P&Z Approves Upper Downtown Height Restrictions
OCEAN CITY - Over two months have passed since the Planning and Zoning Commission decided to re-advertise a public hearing concerning comprehensive rezoning and amendments to zoning regulations for properties zoned R-2 and R-3a.
That meeting finally came to be Tuesday night and after a brief hearing commissioners discussed the issues regarding height restrictions in those zones and what they thought would be best, ultimately ending in two motions that set separate height limits for both.
It was on Jan. 9 at another Planning and Zoning Commission meeting when the topic was first brought up but it was not long after when the commissioners felt more discussion and a larger consensus would be needed.
The two zoning districts, also known as the Upper Downtown Design Overlay Zone District, were facing amendments that would reduce the current maximum height of 50 feet and five-story buildings to a lesser height that would be in accordance with the town's Comprehensive Master Plan.
That plan, according to Blaine Smith, zoning administrator for the Ocean City Department of Planning and Community Development, was put into place to give that neighborhood some level of protection in the future with existing buildings and to encourage redevelopment. Since then, some property owners have done so, but in excess of up to five stories. Residents in the downtown area said the larger buildings are out of character with the rest of the area, something that the plan set out to protect in the beginning.
Jesse Houston, director of Planning and Community Development, reintroduced the topic again Tuesday night, explaining the zones in question as well as showing examples of what the city considers two-story versus two-and-a-half-story buildings, and other heights, for clarification.
According to Houston, of the 423 buildings found in the two districts, only seven exceed the previously proposed three-story limit. If a height limitation was approved, Houston went on to say how the buildings affected most would be newer ones as well as condominiums since redevelopment becomes unappealing if developers are unable to maximize the profitability from their property.
It was then that Houston presented a proposal that consisted of two parts, the first of which stated that the area zoned R-1 would have a height limit of three stories, or 35 feet.
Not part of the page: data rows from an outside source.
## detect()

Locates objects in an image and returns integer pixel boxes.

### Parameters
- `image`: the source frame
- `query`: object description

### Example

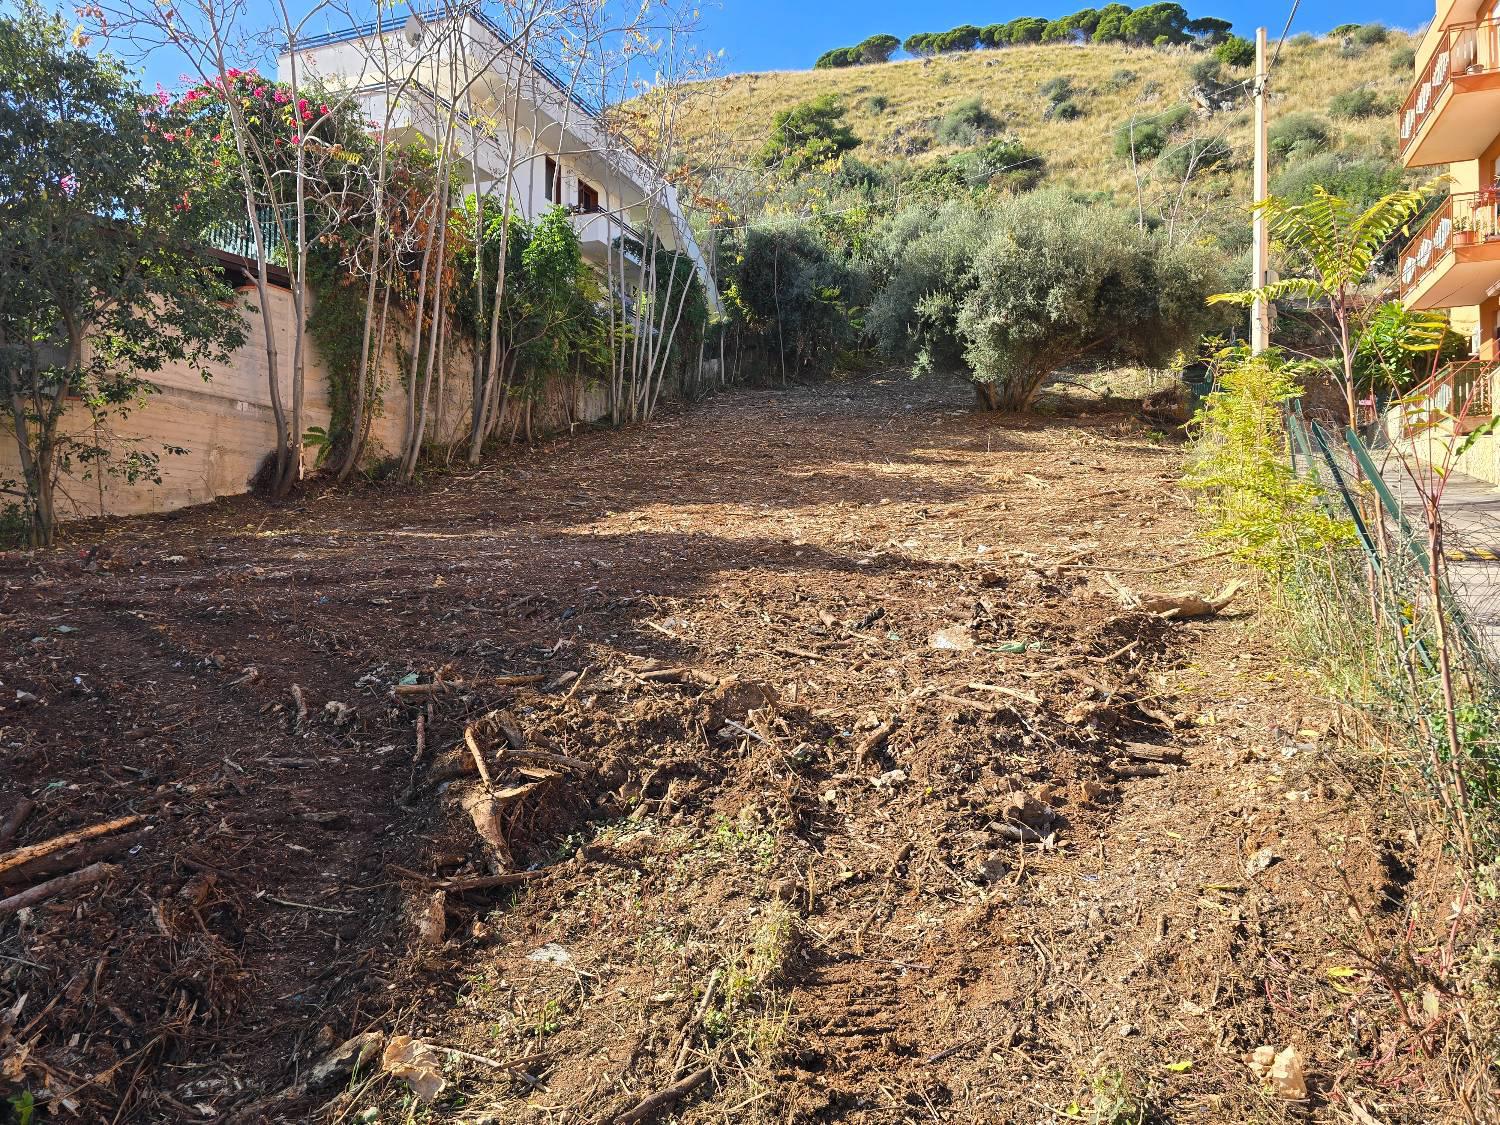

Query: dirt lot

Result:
[0,376,1464,1123]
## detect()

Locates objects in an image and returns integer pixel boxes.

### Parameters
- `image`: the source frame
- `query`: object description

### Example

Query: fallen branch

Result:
[854,719,895,765]
[0,815,143,879]
[0,862,118,917]
[965,683,1043,707]
[1,827,151,886]
[615,1066,713,1124]
[0,798,35,850]
[494,673,547,686]
[394,681,460,699]
[464,727,494,788]
[388,865,542,893]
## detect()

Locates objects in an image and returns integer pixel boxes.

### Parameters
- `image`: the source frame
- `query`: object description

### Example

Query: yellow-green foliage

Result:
[1186,348,1355,574]
[680,35,1415,204]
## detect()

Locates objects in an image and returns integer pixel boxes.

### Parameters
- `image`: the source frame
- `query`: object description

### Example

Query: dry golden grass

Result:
[680,33,1418,201]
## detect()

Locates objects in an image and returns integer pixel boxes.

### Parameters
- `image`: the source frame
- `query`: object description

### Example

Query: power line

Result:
[1268,0,1304,74]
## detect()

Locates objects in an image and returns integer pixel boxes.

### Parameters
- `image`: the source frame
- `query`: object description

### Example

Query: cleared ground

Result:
[1,376,1451,1122]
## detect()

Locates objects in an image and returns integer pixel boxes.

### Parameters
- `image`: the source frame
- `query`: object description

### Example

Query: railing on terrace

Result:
[1398,191,1500,297]
[1400,17,1500,158]
[205,204,299,265]
[1406,359,1497,437]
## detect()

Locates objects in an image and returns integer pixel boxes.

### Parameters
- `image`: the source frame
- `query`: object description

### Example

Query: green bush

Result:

The second part stated that the areas currently zoned R3-A would have a height restriction of four stories, or 40 feet.
First to speak out on his disapproval of the proposal was local resident and property owner Joe Hall.
'I just don't see the correlation between height and positive reinvestment and redevelopment in my neighborhood,' the former city councilman said in his opening remarks. 'I feel that this would be one new barrier for a person considering reinvesting and redeveloping their property to not do that.'
Hall went on to say he feels the commissioners are better suited to support and back up design guidelines already in place so as to allow positive redevelopment through those avenues since he believes restrictions do not make good incentives.
Another person against the height limitations was Joe Moore, a local property lawyer for Williams Hammond Moore Shockley & Harrison P.A., who was on hand to represent two of his clients who own property in the areas in question.
Moore stressed that roof design is a key element in this issue and that it should be implemented to its fullest in order to get the most out of a building's height. Supporting an idea mentioned earlier by Commissioner Joel Brous, Moore said allowing a half story or a dormered living space on top of an existing three- or four-story building would be ideal.
'What you've done is maintain the incentive to develop because you haven't just sliced a story off the top of a building, but you have obligated that person in their redevelopment to be very aware of the character of the neighborhood,' he said. 'Reducing height is not the ultimate solution to the character of a neighborhood, it's what you do with what you have in the height of a building that defines the character.'
The commissioners began to get on board with the idea that essentially, under an altered proposal, a four-story building would be able to have three and a half floors of living with a floor for parking, thus keeping it at the desired 40 foot mark. The only change would be the allowance of the half story within an existing roof.
However, debate over whether or not both zoning areas should have the same height limitations arose when Commissioner Peck Miller asked if the current proposal with the half story added on would be viable. Commissioner Lauren Taylor said the three-and-a-half-story limitation in the R-1 zone would ultimately suffer since owners along there would most likely not use the first floor for parking and instead get all the living space they could out of what they had.
Miller countered, saying how the lots in R-1 are smaller than R3-A and that he thinks the two should be differentiated because of their density levels.
'Regardless of whether you say people are or aren't building houses, they are going to redevelop if they can go to 3.5 - someone will build a house down there in a heartbeat,' he said. 'I think it's a great incentive and it will maintain the character of what we are trying to keep in Ocean City for a long time.'
Commissioner Pam Buckley was on board with Miller and said part of making the downtown area attractive is taking different areas and keeping them in character with neighboring areas.
'You can have multi-unit buildings that are compatible with the single family and I think that's what we are looking for,' she said.
Miller then made a motion to restrict properties zoned R3-A to 4.5 stories. The motion unanimously passed and a motion to restrict properties zoned R-1 to 3.5 stories was made. This motion met a bit of resistance from Brous and Taylor, although it still passed with a 4-2 vote. Also included in the motions was OCDC's recommendation to make voluntary development incentives, such as widened sidewalks and setbacks to match neighboring buildings, as mandatory.